There are three types of nodes in a mesh network, in terms of their function within the mesh network: root node, intermediate node and leaf node.
- Root node: this is the top node in the mesh network, which serves as the only interface between the mesh network and an external IP network. It functions as a gateway that relays packets outside the mesh network.
- Intermediate node: a mesh node other than the root node and leaf nodes in a mesh network. An intermediate node can receive, send and forward the packets coming from its parent (immediately preceding) node, as well as its child (immediately following) nodes.
- Leaf node: this is a mesh node that can only receive or send packets, but cannot forward packets.
Each node that forwards data forms a parent/child node relationship with other nodes according to their position in the mesh network. The root node, through which the mesh network can communicate with an external IP network, is a node directly connected to the router and can transmit data between its child nodes and the router. The number of access devices and the bandwidth of the router directly affect the throughput of the root-node device, when accessing the external IP network.
As the above figure shows, node C and node D are intermediate nodes, while also being child nodes to the root node. Leaf E is the child node of node D. Leaf nodes A, B, and E have no child nodes. ESP-MESH is based on data link layer packet-forwarding, and no TCP/IP layer is needed in the mesh system except for the root node. See the figure “ESP-MESH Software Stack” for reference.
1. Mesh Networking¶
(1) Mesh Configuration
A router is mandatory during the ESP-MESH networking. Users need to configure the Service Set Identification (SSID), password and channel of the router for each node. If the router is hidden, users will need to configure the Basic Service Set Identification (BSSID) for the nodes.（For mesh configuration solutions, please refer to the link to Mesh IoT solutions. The link will be released soon.）
The information needed for mesh networking is carried by the Vendor Information Element (VIE) in beacon frame, which includes the node type, the layer of the node in the network, the maximum number of layers allowed in the network, the number of child nodes, the maximum number of nodes allowed to be connected to a single node, and more.
(2) Root Node Election
If there is no root node in the network, all the mesh devices will broadcast the real-time signal strength (RSSI) with the router. Each device networking information, including the signal strength with the router, is transmitted to the entire mesh network, so that all mesh devices can use that infromation to choose the one with the strongest signal as the root node.
POR, all devices are scanned separately. Each device selects the device with the greatest real-time signal strength, compared to the signal received by other devices from the router as well as to the strength of the router itself. The selection is, then, broadcast as a root-node candidate.
Subsequently, each mesh device scans the mesh network for a second time, and selects the device with the greatest real-time signal strength as root-node candidate. The selection is broadcast again. This process is repeated until only one root-node candidate remains in the end.
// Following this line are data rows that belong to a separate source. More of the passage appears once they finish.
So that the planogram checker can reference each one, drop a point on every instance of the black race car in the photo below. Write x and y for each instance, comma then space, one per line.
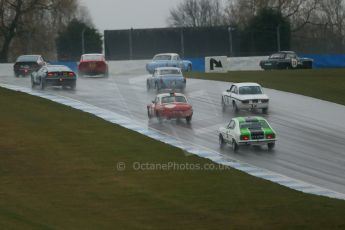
26, 64
54, 75
286, 60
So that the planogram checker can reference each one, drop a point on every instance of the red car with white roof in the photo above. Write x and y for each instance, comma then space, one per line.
170, 106
93, 64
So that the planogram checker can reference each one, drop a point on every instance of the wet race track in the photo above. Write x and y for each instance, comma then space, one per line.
311, 132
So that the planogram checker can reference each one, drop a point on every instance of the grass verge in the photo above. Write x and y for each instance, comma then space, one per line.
58, 171
325, 84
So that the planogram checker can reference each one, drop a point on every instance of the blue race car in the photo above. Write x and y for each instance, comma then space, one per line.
168, 60
166, 78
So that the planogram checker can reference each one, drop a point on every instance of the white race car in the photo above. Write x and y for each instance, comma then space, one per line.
247, 131
245, 96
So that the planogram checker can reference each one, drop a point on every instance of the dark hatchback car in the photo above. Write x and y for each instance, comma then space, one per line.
54, 75
26, 64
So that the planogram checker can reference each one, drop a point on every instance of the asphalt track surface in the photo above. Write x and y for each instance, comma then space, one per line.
311, 132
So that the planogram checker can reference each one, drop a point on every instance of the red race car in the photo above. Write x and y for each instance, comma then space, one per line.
93, 64
170, 106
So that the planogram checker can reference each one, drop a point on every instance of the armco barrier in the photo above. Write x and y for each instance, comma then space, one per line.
71, 64
198, 64
327, 60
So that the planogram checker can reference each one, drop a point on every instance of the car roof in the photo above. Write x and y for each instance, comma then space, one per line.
34, 56
93, 54
166, 54
58, 68
249, 119
167, 68
246, 84
285, 52
168, 94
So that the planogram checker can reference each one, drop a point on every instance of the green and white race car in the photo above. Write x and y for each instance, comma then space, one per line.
247, 131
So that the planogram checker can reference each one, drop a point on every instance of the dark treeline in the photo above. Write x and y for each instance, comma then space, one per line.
312, 26
32, 26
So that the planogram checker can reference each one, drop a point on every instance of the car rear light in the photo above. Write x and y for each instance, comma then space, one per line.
270, 136
244, 137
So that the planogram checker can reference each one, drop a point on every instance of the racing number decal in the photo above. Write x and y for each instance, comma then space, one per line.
294, 63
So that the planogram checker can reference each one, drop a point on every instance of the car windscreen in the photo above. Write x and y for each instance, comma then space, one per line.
249, 90
92, 58
254, 125
162, 57
277, 56
169, 72
172, 99
27, 58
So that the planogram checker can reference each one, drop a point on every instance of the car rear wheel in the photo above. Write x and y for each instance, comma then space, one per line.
73, 85
32, 82
189, 69
188, 119
223, 105
42, 84
235, 146
148, 113
234, 107
160, 119
148, 87
221, 141
270, 146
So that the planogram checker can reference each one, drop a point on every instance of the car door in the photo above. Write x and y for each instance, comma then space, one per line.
173, 61
229, 95
37, 75
154, 106
229, 131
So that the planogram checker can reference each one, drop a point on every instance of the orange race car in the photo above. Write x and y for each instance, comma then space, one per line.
93, 64
170, 106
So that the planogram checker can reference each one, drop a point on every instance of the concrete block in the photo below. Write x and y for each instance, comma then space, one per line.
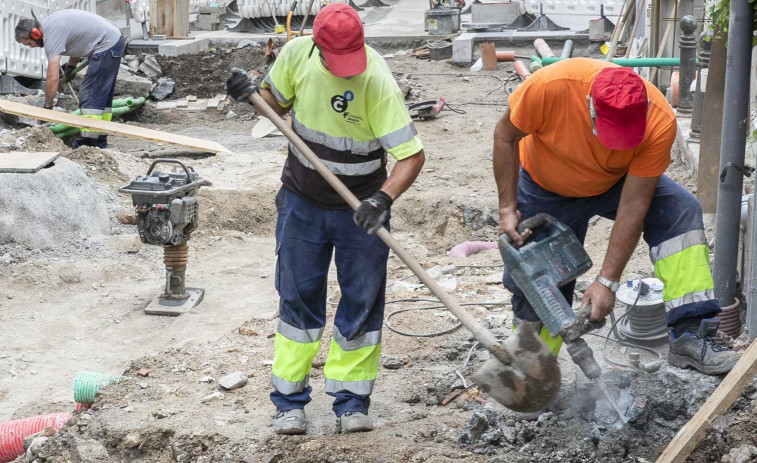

ESP-MESH also employs methods to accelerate the convergence of the root node election.
(3) Parent Node Selection
ESP-MESH provides a method for selecting the strongest parent node in a mesh network. According to this method, a node obtains information about other nodes from received VIE messages, and generates a set of parent nodes. If the parent set comprises at least two nodes, the one with the highest performance parameter is selected as the preferred parent. According to this method, a preferred parent node is selected because of the node type and the performance parameter of each node in the parent set. This method ensures that the preferred parent is the optimal one, thus reducing packet loss rate which, in turn, improves network performance.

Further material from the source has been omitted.